Navajo MMA fighter bouncing back from adversity, doubt
FRUITLAND, N.M.
Somewhere in the Chinle High School Wildcat Den hangs a banner for the 2002 wrestling team that won the Grand Canyon Regional Wrestling Championships.
Since the banner retired to its home in The Den, hundreds, maybe thousands, have passed it without knowing it was ever there.
“Being in Chinle, where there’s the Wildcat Den, where everybody goes to basketball games, nobody knows pretty much what wrestling is,” said Chinle native Randy Yellowhair. “I’ve been to The Den, I’ve been there during the playoffs, and nobody knows that my banner is hanging in The Den.”
The banner is a staple for Yellowhair, who was a star wrestler for the Wildcats from 2000-2004, and made numerous state appearances and placed fourth at one point in his high school career.
The banner, the lone wrestling banner in The Den, is a reminder for Yellowhair of how far he came and where he’s going as a professional Mixed Martial Arts fighter.

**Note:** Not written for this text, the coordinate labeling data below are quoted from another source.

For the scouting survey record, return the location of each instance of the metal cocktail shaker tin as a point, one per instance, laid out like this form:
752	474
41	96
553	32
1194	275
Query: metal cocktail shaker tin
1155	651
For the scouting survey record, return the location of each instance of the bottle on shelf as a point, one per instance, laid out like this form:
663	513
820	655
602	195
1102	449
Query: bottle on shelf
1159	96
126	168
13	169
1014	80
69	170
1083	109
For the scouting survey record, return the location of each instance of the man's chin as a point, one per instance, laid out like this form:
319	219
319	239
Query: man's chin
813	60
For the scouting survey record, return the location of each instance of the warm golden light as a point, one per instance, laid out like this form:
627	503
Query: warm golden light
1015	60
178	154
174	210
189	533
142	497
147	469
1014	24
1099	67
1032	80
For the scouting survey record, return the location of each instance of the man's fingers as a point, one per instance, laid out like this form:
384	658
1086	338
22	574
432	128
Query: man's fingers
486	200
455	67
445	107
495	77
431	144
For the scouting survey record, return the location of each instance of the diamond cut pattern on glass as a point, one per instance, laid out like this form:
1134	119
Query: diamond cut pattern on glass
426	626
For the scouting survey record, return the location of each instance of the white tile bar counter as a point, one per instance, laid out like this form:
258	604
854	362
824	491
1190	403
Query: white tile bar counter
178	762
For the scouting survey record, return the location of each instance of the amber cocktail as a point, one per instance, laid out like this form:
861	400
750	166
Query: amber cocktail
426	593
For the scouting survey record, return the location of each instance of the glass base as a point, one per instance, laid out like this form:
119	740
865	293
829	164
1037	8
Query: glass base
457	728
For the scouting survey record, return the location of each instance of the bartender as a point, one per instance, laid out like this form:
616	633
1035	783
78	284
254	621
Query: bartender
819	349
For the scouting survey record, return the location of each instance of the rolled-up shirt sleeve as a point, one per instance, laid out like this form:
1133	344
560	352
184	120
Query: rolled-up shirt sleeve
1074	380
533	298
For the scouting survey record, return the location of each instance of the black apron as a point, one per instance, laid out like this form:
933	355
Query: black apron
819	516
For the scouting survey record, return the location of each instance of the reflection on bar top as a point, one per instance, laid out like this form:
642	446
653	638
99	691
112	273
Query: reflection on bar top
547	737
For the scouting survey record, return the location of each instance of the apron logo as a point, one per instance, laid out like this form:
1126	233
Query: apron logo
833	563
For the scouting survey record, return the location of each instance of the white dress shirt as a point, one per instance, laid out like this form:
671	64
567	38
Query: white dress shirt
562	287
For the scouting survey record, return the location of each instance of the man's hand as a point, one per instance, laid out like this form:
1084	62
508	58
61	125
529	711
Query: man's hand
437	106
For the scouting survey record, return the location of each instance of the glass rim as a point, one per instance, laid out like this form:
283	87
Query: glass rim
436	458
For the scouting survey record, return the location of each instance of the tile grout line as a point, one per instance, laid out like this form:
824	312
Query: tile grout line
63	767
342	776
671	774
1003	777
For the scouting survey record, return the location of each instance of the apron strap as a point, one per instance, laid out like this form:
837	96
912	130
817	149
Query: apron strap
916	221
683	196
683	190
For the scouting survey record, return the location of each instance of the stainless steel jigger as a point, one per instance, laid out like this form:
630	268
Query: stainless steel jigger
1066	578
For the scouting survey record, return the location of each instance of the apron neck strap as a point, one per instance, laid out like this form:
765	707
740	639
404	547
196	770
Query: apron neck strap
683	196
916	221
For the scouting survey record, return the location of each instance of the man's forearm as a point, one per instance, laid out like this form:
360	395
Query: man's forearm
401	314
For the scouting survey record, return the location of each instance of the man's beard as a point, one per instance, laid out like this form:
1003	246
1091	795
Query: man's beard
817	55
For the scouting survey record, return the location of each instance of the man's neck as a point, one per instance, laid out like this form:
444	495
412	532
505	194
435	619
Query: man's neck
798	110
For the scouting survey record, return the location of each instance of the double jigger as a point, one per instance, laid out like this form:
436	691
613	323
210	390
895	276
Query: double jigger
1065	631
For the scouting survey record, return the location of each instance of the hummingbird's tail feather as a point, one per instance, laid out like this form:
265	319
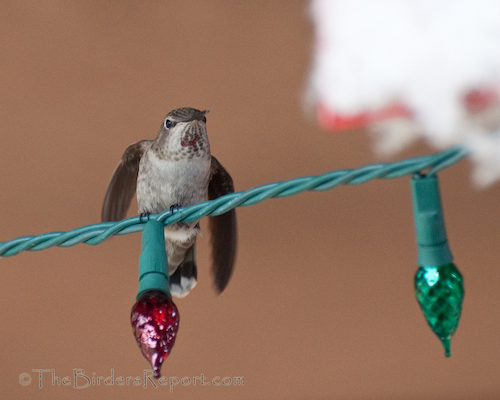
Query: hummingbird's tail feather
185	276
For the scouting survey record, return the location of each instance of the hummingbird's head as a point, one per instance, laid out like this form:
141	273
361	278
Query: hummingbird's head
183	134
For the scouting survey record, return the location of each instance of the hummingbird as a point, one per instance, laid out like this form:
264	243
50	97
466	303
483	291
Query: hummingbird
177	170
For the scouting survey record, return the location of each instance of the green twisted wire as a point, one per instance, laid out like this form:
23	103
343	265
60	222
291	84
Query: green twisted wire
98	233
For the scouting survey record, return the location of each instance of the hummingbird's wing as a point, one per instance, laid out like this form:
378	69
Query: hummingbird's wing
121	189
222	227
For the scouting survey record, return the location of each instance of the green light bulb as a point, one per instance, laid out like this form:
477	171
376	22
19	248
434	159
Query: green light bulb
438	283
440	293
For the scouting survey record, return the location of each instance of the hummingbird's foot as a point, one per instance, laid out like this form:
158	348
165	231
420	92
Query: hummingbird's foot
172	208
146	214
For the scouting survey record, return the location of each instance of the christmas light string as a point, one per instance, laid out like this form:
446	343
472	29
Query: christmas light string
98	233
155	317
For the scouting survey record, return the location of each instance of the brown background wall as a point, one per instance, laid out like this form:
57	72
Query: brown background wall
321	304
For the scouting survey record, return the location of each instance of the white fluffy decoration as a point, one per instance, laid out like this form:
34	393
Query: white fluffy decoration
426	55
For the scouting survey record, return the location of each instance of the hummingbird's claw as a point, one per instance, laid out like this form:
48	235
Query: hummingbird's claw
146	214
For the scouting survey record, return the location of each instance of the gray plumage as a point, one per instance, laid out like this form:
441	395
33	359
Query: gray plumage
177	169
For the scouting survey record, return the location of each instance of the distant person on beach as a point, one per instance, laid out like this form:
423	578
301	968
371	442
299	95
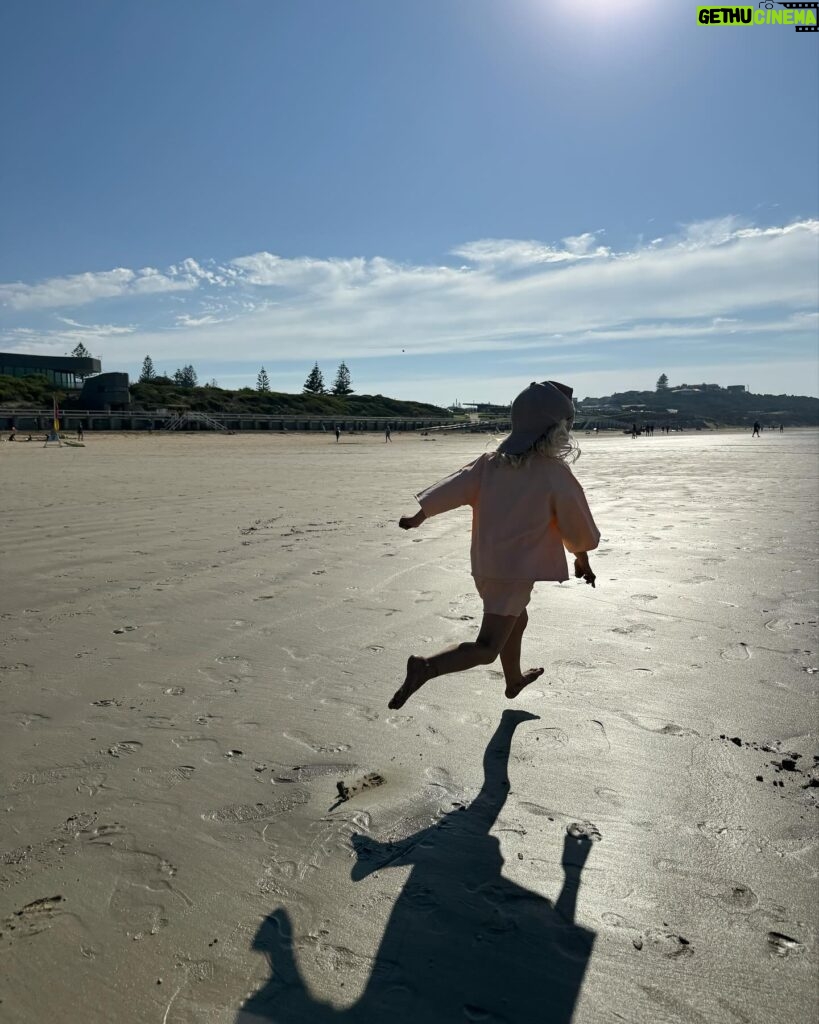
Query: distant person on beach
526	508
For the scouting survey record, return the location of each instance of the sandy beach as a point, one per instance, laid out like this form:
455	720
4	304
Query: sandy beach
199	636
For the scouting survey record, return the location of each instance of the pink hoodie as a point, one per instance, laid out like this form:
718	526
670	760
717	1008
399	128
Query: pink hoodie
521	518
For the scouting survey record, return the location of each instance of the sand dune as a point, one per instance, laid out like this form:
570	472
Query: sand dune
199	637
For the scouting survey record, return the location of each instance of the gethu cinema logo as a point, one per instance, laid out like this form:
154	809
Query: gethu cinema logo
802	15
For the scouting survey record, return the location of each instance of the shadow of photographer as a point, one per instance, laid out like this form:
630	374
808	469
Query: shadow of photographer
462	942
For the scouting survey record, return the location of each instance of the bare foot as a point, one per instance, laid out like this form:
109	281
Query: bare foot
417	674
512	689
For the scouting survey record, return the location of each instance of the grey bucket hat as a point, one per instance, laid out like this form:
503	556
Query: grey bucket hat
533	412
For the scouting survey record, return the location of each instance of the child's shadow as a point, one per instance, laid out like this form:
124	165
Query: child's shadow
463	942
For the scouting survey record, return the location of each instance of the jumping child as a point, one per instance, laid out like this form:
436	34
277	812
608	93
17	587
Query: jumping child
526	507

Yellowhair, 30, is entering his fourth year as a professional MMA fighter, and this weekend he will have what he considers to be the biggest fight of his life when he meets Brazilian fighter Thiago Alves in the Steel Fist Fight Night at Legacy Event Center in Farmington, Utah on Saturday at 6 p.m.
It is the first fight Yellowhair has had after taking a near year-and-a-half break from the cage.
He said a series of unfortunate situations in his personal life led him to take the long break but now he’s back.
“I needed to get back up, I needed to show everybody at the time, you can be down but you’re never out,” Yellowhair said. “I’m going to do this for myself, I’m going to prove to everybody that I’m back.”